In a study, patients were treated either with Cerebrolysin or Donepezil. The datafile scoreAD.csv reports the difference of a score obtained by these patients before and after treatment (a negative score indicates an improvment).

  1. Test if Cerebrolysin and Donepezil have a beneficial effect on patients.

  2. A doctor claims that the score decrease is greater than 2 in average for patients who take Cerebrolysin. What do you think of this hypothesis? What should be the null hypothesis?

  3. Test if the two drugs can be considered a equivalent, considering that the two drugs are equivalent if the difference between the effects is i) less than 2 in average, ii) less than 4.

4 Epileptic activity

It is frequently assumed that the daily numbers of epilepy seizures are independent Poisson random variables.

  1. The daily numbers of epilepy seizures of a given patient are reported in the datafile epilepsy1.csv.Use the Poisson dispersion test and the Chi-Square goodness-of-fit test to test if this data follows a Poisson distribution.

  2. Compare the Type I error rate and the power of these two tests via Monte Carlo simulation.

5 Type 2 diabetes

An investigator is exploring whether the expression levels of genes significantly differ between a sample of healthy individuals and a sample of individuals with Type 2 diabetes. He performs a separate t-test comparing the two samples for 5,000 different genes, and uses \(\alpha = 0.05\) as his cutoff. His analysis identifes 411 genes as having different expression levels between the two samples.

  1. The investigator reasons that because he carried out his t-tests using a type I error rate of 5%, he should expect about 5% of the 411 genes that he discovered to be type I errors. Is this reasoning correct or incorrect? If it is incorrect, what’s wrong with it?
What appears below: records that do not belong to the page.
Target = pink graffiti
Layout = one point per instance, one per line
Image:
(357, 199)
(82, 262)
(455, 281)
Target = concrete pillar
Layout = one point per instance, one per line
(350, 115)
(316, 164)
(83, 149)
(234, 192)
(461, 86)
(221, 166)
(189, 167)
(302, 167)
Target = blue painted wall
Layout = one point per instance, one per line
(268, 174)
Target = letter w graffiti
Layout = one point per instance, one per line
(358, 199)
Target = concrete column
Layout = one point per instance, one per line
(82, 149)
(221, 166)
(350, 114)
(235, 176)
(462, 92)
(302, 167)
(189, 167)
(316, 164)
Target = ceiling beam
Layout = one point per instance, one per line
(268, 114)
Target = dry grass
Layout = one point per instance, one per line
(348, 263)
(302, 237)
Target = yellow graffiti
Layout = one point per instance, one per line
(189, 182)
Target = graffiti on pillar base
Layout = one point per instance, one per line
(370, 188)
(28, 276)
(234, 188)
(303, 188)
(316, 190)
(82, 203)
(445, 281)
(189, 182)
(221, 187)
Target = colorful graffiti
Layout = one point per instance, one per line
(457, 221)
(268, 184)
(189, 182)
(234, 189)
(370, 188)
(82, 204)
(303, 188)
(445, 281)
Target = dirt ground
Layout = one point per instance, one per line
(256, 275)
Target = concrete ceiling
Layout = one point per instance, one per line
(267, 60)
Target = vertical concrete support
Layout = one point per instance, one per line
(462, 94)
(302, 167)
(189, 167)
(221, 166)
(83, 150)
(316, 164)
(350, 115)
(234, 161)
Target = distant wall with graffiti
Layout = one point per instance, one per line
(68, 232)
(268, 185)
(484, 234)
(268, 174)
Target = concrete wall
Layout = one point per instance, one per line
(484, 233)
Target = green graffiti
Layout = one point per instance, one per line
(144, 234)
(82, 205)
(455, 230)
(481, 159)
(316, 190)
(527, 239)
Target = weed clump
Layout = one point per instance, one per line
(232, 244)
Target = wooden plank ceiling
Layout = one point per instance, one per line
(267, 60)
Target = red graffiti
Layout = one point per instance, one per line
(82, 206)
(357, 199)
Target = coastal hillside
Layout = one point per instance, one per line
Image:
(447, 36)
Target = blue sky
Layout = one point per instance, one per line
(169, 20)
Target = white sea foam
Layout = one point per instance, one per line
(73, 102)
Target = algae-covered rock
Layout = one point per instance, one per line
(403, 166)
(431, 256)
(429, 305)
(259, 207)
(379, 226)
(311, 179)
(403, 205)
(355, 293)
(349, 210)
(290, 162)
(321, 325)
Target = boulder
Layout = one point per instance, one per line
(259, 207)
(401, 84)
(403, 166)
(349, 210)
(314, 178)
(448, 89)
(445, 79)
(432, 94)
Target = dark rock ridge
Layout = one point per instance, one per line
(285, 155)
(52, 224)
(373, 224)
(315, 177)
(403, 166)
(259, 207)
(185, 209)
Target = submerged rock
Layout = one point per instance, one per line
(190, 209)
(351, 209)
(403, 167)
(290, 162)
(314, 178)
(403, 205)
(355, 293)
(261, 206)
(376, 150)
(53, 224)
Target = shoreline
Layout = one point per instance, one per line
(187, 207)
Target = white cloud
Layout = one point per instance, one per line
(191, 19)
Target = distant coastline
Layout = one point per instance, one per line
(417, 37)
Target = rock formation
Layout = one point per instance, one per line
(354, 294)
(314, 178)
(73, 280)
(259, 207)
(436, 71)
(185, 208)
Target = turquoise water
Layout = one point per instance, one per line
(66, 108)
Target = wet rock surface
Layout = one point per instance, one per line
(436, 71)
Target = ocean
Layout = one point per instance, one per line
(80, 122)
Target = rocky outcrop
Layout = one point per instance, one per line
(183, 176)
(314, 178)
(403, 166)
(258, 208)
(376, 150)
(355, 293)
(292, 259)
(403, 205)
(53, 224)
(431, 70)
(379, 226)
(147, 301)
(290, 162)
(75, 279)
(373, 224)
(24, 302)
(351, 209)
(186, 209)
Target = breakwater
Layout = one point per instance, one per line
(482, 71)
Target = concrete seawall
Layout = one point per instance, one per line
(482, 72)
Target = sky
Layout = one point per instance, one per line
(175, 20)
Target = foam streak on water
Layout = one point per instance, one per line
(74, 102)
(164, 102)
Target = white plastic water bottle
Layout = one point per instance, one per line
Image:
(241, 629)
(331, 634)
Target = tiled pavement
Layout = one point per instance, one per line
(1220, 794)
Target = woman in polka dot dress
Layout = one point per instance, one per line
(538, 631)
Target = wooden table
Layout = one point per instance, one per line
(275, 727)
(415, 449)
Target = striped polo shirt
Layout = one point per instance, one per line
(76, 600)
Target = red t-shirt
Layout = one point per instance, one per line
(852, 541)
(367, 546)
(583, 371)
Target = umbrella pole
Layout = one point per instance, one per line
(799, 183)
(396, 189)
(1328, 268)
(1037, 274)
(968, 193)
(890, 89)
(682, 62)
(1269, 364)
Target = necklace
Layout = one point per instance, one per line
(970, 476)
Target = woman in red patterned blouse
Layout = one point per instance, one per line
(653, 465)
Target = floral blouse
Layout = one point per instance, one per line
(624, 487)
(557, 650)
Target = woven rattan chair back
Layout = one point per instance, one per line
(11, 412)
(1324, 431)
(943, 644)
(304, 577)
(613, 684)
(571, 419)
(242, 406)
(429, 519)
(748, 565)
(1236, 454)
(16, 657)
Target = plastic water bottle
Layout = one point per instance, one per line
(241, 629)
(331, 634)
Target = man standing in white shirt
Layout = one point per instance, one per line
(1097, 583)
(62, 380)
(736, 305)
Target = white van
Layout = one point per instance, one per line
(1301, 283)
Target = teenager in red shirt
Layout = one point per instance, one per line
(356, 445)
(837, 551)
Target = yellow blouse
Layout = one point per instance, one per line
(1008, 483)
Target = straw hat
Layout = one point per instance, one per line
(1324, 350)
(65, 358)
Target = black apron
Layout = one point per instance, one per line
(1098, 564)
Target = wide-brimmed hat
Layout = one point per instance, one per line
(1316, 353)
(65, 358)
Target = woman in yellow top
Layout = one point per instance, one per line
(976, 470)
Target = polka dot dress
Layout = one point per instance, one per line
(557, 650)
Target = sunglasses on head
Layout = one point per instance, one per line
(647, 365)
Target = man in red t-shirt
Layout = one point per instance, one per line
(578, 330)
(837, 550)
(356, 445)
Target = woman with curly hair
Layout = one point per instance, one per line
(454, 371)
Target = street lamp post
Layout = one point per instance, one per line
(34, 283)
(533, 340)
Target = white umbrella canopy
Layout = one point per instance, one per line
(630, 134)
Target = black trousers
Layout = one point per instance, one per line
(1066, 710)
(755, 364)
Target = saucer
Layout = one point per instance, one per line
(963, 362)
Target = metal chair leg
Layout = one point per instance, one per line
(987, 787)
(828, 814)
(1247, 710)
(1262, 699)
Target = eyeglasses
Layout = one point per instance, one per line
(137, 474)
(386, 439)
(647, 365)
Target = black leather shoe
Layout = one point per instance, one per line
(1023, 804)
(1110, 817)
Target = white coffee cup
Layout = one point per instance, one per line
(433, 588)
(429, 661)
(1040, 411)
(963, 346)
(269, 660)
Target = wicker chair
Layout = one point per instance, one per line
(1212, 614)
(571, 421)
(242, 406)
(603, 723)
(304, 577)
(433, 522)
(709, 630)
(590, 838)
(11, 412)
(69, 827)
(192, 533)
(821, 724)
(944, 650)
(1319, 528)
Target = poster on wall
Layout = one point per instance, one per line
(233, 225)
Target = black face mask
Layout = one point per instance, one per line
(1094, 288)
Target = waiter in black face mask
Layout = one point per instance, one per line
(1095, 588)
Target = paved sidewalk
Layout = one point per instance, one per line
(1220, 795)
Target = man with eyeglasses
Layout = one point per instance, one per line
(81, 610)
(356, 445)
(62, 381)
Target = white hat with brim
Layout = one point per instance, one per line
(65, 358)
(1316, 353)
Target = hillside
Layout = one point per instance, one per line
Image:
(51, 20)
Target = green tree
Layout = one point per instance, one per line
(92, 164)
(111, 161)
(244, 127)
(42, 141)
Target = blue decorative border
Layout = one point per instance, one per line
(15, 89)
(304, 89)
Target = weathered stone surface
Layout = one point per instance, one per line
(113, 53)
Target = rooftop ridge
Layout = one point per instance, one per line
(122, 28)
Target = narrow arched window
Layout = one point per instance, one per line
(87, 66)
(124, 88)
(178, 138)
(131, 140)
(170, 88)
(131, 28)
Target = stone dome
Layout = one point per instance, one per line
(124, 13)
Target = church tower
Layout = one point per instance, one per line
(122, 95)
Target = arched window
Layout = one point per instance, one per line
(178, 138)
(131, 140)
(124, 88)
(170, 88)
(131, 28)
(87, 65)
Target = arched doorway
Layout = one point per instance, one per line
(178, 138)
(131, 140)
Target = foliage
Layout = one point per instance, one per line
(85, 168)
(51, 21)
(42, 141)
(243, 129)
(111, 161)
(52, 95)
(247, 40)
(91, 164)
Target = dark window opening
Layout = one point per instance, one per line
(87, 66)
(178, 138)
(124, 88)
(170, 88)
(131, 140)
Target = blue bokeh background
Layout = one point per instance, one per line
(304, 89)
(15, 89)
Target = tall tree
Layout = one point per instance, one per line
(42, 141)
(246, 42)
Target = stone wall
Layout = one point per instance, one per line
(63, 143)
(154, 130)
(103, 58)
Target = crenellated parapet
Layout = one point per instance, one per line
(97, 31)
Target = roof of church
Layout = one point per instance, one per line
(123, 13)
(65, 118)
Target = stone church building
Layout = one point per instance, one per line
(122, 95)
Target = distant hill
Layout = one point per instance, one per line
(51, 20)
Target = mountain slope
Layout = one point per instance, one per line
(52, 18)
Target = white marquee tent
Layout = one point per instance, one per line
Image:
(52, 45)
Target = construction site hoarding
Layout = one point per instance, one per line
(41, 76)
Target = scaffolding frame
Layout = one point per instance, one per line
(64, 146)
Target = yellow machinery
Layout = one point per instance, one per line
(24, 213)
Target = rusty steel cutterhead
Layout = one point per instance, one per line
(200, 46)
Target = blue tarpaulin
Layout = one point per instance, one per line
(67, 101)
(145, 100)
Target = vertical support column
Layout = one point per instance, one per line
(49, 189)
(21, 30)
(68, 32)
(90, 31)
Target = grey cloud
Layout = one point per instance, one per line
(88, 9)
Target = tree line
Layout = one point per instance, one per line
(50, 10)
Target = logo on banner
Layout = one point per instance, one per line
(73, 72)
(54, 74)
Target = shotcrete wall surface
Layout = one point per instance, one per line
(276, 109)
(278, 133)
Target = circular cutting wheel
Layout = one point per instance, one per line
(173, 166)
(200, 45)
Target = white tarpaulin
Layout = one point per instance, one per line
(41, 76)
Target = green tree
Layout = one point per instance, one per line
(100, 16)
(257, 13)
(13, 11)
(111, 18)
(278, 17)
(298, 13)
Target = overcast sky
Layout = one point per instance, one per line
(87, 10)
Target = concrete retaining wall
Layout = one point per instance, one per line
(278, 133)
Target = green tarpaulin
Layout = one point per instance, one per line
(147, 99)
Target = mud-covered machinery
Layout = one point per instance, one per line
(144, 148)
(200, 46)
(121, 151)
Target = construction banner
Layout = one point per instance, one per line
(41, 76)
  2. What is the investigator’s false discovery rate?

6 Identification of genes

Breast cancer is the most common malignant disease in Western women. In these patients, it is not the primary tumour, but its metastases at distant sites that are the main cause of death.

Prognostic markers are needed to identify patients who are at the highest risk for developing metastases, which might enable oncologists to begin tailoring treatment strategies to individual patients. Gene-expression signatures of primary breast tumours might be one way to identify the patients who are most likely to develop metastatic cancer.

The datafile geneMFS.csv contains the expression level of 11 genes and the metastasis-free survival (the period until metastasis is detected) for 527 patients.

The objective of this study is to identify which genes may be good or poor prognosis for the development of matastasis.

  1. Graphically compare the distribution of the gene expressions in the groups of patients with early metastasis (MFS <1000) and late metastasis (MFS>1000).

  2. Compare the gene expression levels in these two groups using a parametric test.

  3. Compare these results with those obtained using a non parametric test.